Our bath time pass earning program seems to be crumbling a bit. It has lasted longer than we ever anticipated it would but for a week now Miss has failed to earn a bath pass because she tantrums and has to start the earning all over.
Last week I received a note from teacher that Miss was "off task" several times which translates to acting up in class. e.g. Can't keep our hands to our self, making noise outburst during class to receive attention, etc. This week I received a note that Miss was kicking other students during recess. She came home that evening and proceeded to tantrum about Mom checking her homework. Let me clarify this because maybe your mind is saying that she did NOT want Mom to check the homework. Quite the opposite with my attention seeker. She knew it was ALL done wrong and so she would need to redo it and that would set her up to have a tantrum. Mom didn't play along but instead took one look at the ALL wrong homework and said, "Since Mr. Behavior Guy is here tonight I think it would be awesome for you to go over this with him and if there are any changes he can help you make them."
That did not sit well with Miss. She screamed, "NO! YOU ARE GOING TO HELP ME!!!" I tried not to feed attention into the tantrum. A few minutes later I suggested that if she did not like how her homework looked she might want to take a minute and make some changes before she and Mr. Behavior Guy went over it together. She screamed, "NO! YOU ARE GOING TO HELP ME DO MY HOMEWORK RIGHT!!!"
I explained that I needed to work on my laundry at the moment but that Mr. Behavior Guy was happy to help her. That did not work out so well, at first. She would not go for Mr. Behavior Guys attempts to move her away from the door to where I was doing laundry. She was giving the door a beat down. Interestingly the door was not locked, she could have come after me but she did not. In the past she would have.
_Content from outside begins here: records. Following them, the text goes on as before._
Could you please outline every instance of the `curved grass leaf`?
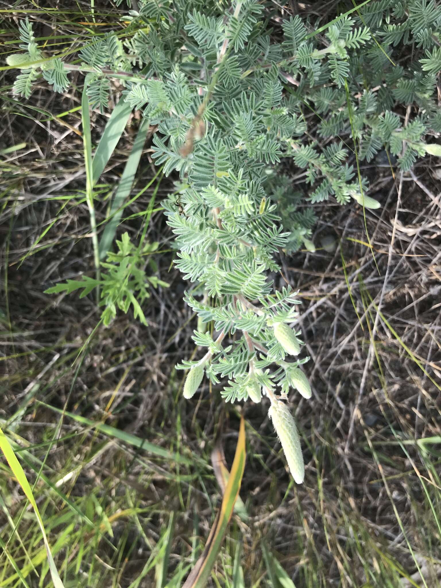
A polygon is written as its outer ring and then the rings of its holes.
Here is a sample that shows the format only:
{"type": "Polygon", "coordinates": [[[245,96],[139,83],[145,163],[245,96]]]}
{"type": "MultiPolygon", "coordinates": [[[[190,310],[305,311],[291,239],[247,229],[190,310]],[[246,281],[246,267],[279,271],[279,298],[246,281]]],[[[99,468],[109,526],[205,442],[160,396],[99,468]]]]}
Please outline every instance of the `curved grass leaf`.
{"type": "Polygon", "coordinates": [[[196,562],[182,588],[202,588],[210,577],[211,570],[223,542],[228,523],[240,489],[245,467],[245,426],[240,419],[239,437],[228,483],[223,493],[220,509],[210,531],[202,554],[196,562]]]}
{"type": "Polygon", "coordinates": [[[20,462],[17,459],[15,454],[14,452],[14,450],[11,446],[8,440],[8,438],[1,429],[0,429],[0,449],[5,454],[5,457],[6,457],[6,461],[9,465],[9,467],[12,471],[12,473],[17,479],[17,481],[21,486],[23,492],[25,493],[26,497],[31,503],[31,505],[35,512],[37,521],[38,522],[38,524],[43,536],[43,541],[44,542],[45,547],[46,548],[46,554],[48,558],[49,569],[51,572],[51,576],[52,579],[52,582],[54,582],[54,586],[55,586],[55,588],[64,588],[61,579],[58,575],[58,572],[57,572],[56,567],[55,566],[55,562],[54,561],[54,558],[52,557],[52,553],[51,553],[51,547],[49,544],[49,542],[48,541],[48,537],[46,536],[46,532],[45,531],[43,521],[38,510],[38,507],[35,502],[35,499],[34,497],[32,490],[29,482],[28,482],[26,474],[20,465],[20,462]]]}

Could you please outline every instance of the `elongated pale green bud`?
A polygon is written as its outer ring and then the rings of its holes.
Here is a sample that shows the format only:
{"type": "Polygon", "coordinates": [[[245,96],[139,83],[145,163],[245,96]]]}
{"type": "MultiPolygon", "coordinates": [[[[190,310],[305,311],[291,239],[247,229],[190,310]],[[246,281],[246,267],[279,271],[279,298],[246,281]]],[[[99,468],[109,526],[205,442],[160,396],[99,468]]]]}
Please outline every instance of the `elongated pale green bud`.
{"type": "Polygon", "coordinates": [[[300,343],[292,329],[285,323],[276,323],[273,329],[274,336],[286,353],[290,355],[298,355],[300,353],[300,343]]]}
{"type": "Polygon", "coordinates": [[[361,194],[352,194],[351,196],[354,200],[356,200],[360,206],[364,206],[365,208],[375,209],[379,208],[381,206],[377,200],[371,198],[370,196],[366,196],[365,194],[363,196],[361,194]]]}
{"type": "Polygon", "coordinates": [[[310,398],[312,392],[308,378],[301,369],[295,368],[289,372],[289,383],[304,398],[310,398]]]}
{"type": "Polygon", "coordinates": [[[246,387],[246,391],[253,402],[255,402],[257,404],[262,400],[262,390],[257,382],[255,382],[250,386],[248,386],[246,387]]]}
{"type": "Polygon", "coordinates": [[[288,406],[279,401],[271,405],[268,415],[280,440],[294,481],[301,484],[305,477],[305,465],[294,417],[288,406]]]}
{"type": "Polygon", "coordinates": [[[191,398],[198,391],[203,377],[203,366],[195,366],[187,374],[184,384],[184,398],[191,398]]]}
{"type": "Polygon", "coordinates": [[[21,69],[25,69],[28,68],[28,64],[30,61],[31,61],[31,58],[25,53],[13,53],[6,58],[6,62],[8,65],[14,68],[16,68],[17,65],[21,65],[21,69]]]}

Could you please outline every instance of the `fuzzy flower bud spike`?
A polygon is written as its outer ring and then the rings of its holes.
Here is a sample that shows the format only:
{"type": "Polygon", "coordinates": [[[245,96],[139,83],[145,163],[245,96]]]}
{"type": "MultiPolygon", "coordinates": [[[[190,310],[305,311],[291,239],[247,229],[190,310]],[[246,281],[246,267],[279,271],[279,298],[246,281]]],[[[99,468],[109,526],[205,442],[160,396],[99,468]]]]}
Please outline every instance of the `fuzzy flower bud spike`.
{"type": "Polygon", "coordinates": [[[276,323],[273,329],[274,336],[286,353],[290,355],[298,355],[300,353],[300,343],[292,329],[285,323],[276,323]]]}
{"type": "Polygon", "coordinates": [[[295,482],[301,484],[305,477],[305,465],[299,433],[291,412],[283,402],[273,402],[268,411],[295,482]]]}
{"type": "Polygon", "coordinates": [[[301,369],[296,368],[290,372],[289,382],[293,387],[300,392],[303,398],[311,397],[312,392],[310,384],[301,369]]]}
{"type": "Polygon", "coordinates": [[[183,397],[189,399],[193,396],[201,385],[203,377],[203,366],[195,365],[187,374],[184,384],[183,397]]]}

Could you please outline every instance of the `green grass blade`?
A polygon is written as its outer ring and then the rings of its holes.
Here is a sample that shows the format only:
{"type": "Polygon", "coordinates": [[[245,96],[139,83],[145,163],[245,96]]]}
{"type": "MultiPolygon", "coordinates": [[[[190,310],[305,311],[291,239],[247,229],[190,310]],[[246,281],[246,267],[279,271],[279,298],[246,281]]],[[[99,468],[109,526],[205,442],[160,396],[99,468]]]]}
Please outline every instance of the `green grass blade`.
{"type": "Polygon", "coordinates": [[[242,560],[242,543],[239,542],[236,547],[233,564],[233,588],[245,588],[243,579],[243,570],[240,565],[242,560]]]}
{"type": "Polygon", "coordinates": [[[212,527],[202,554],[196,562],[182,588],[203,588],[211,574],[211,570],[223,543],[228,524],[233,514],[234,505],[240,489],[245,467],[246,456],[245,426],[242,417],[236,446],[236,453],[228,483],[223,493],[220,510],[218,513],[212,527]]]}
{"type": "Polygon", "coordinates": [[[149,126],[149,122],[144,119],[139,126],[132,152],[127,159],[124,171],[119,181],[119,185],[115,195],[115,198],[112,203],[110,219],[106,225],[99,242],[100,259],[105,257],[106,253],[112,246],[115,233],[116,232],[116,228],[122,215],[122,204],[130,194],[130,191],[132,189],[149,126]]]}
{"type": "Polygon", "coordinates": [[[58,575],[58,572],[57,572],[56,567],[55,567],[55,562],[54,561],[54,558],[52,557],[52,553],[51,553],[51,547],[49,544],[49,542],[48,541],[48,537],[46,536],[46,532],[45,531],[43,521],[38,510],[38,507],[35,502],[35,499],[34,497],[31,486],[28,482],[26,475],[25,474],[23,468],[20,465],[20,462],[17,459],[15,454],[14,452],[14,450],[9,445],[9,442],[8,440],[7,437],[1,429],[0,429],[0,449],[4,453],[6,461],[9,465],[9,467],[11,467],[12,473],[17,479],[18,483],[22,487],[26,497],[31,503],[31,505],[32,505],[32,507],[35,513],[37,521],[38,522],[38,524],[43,536],[43,540],[44,542],[45,547],[46,547],[46,553],[48,558],[48,562],[49,563],[49,569],[51,572],[51,576],[52,579],[52,582],[54,582],[54,586],[55,588],[64,588],[63,583],[58,575]]]}
{"type": "MultiPolygon", "coordinates": [[[[84,82],[84,88],[81,97],[81,121],[83,128],[83,144],[84,145],[84,163],[86,167],[86,199],[89,214],[91,217],[92,229],[92,242],[93,246],[93,260],[95,262],[96,279],[99,279],[99,253],[98,250],[98,238],[96,235],[96,220],[93,205],[93,182],[92,169],[92,137],[91,135],[91,116],[89,112],[89,99],[86,89],[88,83],[87,76],[84,82]]],[[[97,300],[99,300],[99,289],[96,289],[97,300]]]]}
{"type": "Polygon", "coordinates": [[[126,128],[131,112],[132,107],[123,98],[121,98],[111,115],[96,148],[92,164],[92,183],[95,184],[98,182],[104,171],[126,128]]]}
{"type": "Polygon", "coordinates": [[[164,588],[167,582],[167,574],[170,562],[170,552],[173,539],[175,523],[176,522],[176,512],[173,511],[170,515],[168,526],[164,538],[165,549],[162,554],[162,559],[156,564],[156,588],[164,588]]]}

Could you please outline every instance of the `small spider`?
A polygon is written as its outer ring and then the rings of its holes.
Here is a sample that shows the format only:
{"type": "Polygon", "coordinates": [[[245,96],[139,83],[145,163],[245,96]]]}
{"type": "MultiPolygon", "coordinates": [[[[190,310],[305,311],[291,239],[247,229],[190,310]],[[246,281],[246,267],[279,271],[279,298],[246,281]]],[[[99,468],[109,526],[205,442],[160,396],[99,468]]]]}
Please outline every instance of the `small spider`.
{"type": "Polygon", "coordinates": [[[176,206],[178,206],[178,212],[179,213],[179,214],[183,215],[186,219],[188,218],[187,215],[185,214],[185,212],[184,211],[183,206],[182,206],[182,203],[181,202],[181,200],[179,199],[179,198],[176,200],[176,202],[175,202],[175,204],[176,205],[176,206]]]}

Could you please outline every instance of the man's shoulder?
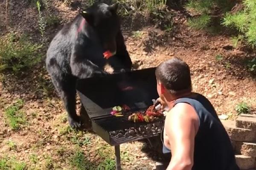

He asked her to help him find the homework paper that he didn't see it etc. She said, "OH GIVE ME A BREAK YOU KNOW WHERE IT IS! I AM NOT COMING OVER THERE!" Then she continued on with the door beat down. He finally had to let her know that she needed to move to her room to calm down and that either she could go on her own or he would help her. She would not go and so he proceeded to pick her up and take her to her room. She would not let it go and proceeded to attack him. He had to put her in a hold. The Hubs was not at home and I can not handle her during a rage.
I think part of what is making Miss angry right now is that she was manipulating the teacher pretty well. Miss had figured out that recess time on Thursday was walk and talk and that she would participate whether she did her homework or not on Wednesday night. Every Wednesday night she would not bring some component of her homework home which meant that she could not complete her assignment. I e-mailed the teacher that this was going on and it would seem that Mrs. Teacher got back to enforcing her own rules. No homework, no recess time. I am completely okay with this rule because Miss is a very active child and so she is getting all the physical activity that she needs. On Thursdays she has cheer squad at school and then soccer practice in the evening. Add to that non-stop motion and she is covered in the physical activity department.
Mr. is working on "Using Nice Words" to express his needs.
Lil Bro is sick again and on antibiotics. He has a sinus infection that has turned into a double ear infection. It has not slowed him down in the least. He has surgery scheduled for March 29th to have his tonsils and adenoids removed. I am worried but know that it is necessary.
Big Sis is holding steady as the "easy one". Schooling at home is going well. This week she was able to have an outing with some other friends who also school at home and they went to a veterinarian office for a tour.
I get to be the assistant soccer coach by default. The other parents who said that they would do it puttered out. Go me! I have unofficially diagnosed one player as being on the autism spectrum and he and I do fine together. And another player seems very ADHD to me. He and I keep busy when he is on the bench by crowing like a rooster. Whatever works! Lil Bro is a great little player when he is paying attention, he is often distracted. The little girl on the team is quiet and shy but she loves attention from the coach. And then we have one natural little soccer player who had never seen a soccer ball before this season but he is doing awesome.
I doubt that we will get suckered into coaching in the future but I must say it has all gone well thus far.